Le gouvernement fédéral se concentre sur le nettoyage de toutes les substances dangereuses, mais laisse les vestiges du projet de pipeline là où ils se trouvent en raison de leur valeur historique, a déclaré le porte-parole du ministère, Matthew Gutsch.

« Cela inclut des éléments tels que les vieux véhicules, les stations de pompage et d’autres équipements », a-t-il déclaré.

Rattraper l’éducation perdue au pensionnat

Yak’eula a déclaré que lorsqu’il se promenait dans les montagnes, il se sentait lié à sa grand-mère Harriet Wright Gladue, qui a parcouru la route elle-même.

« Un jour, elle m’a dit que je devais aller dans les montagnes », a déclaré Yak’eula. « Alors j’ai dit oui, juste pour la rendre heureuse, sans savoir ce que je lui ai dit. »

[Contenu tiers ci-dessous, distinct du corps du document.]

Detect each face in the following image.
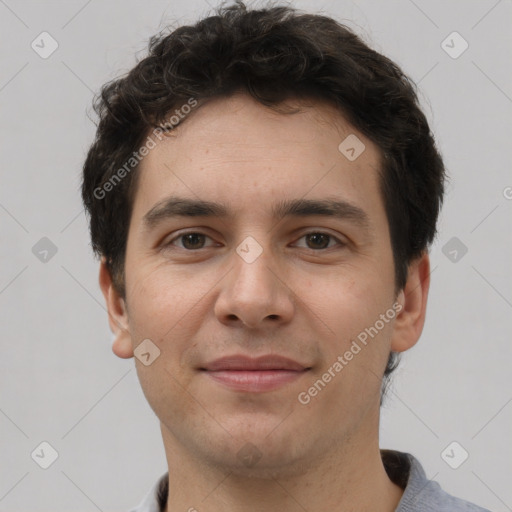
[102,94,424,472]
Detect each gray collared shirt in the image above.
[130,450,490,512]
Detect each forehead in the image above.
[130,94,382,222]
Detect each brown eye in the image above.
[305,233,331,249]
[179,233,206,250]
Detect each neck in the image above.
[162,414,403,512]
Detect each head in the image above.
[82,2,444,476]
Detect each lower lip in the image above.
[206,370,307,393]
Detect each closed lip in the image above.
[200,354,310,372]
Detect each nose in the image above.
[214,245,295,329]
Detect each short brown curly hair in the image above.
[82,0,445,396]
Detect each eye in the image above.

REGARDER | Un documentaire sur la randonnée Canol Youth Leadership

Ce n’est qu’au début des années 2000, alors qu’il était dans la quarantaine, que Yak’eula a fait le voyage. Depuis lors, dit-il, il rattrape l’éducation qu’il a perdue au pensionnat.

« Après 17 ans, je commence à voir un peu de sa sagesse, a déclaré Yak’eula.

« Sur la terre, il vous apprendra des choses qui ne sont pas enseignées à l’école. C’est notre école. C’est notre spiritualité. C’est notre église. »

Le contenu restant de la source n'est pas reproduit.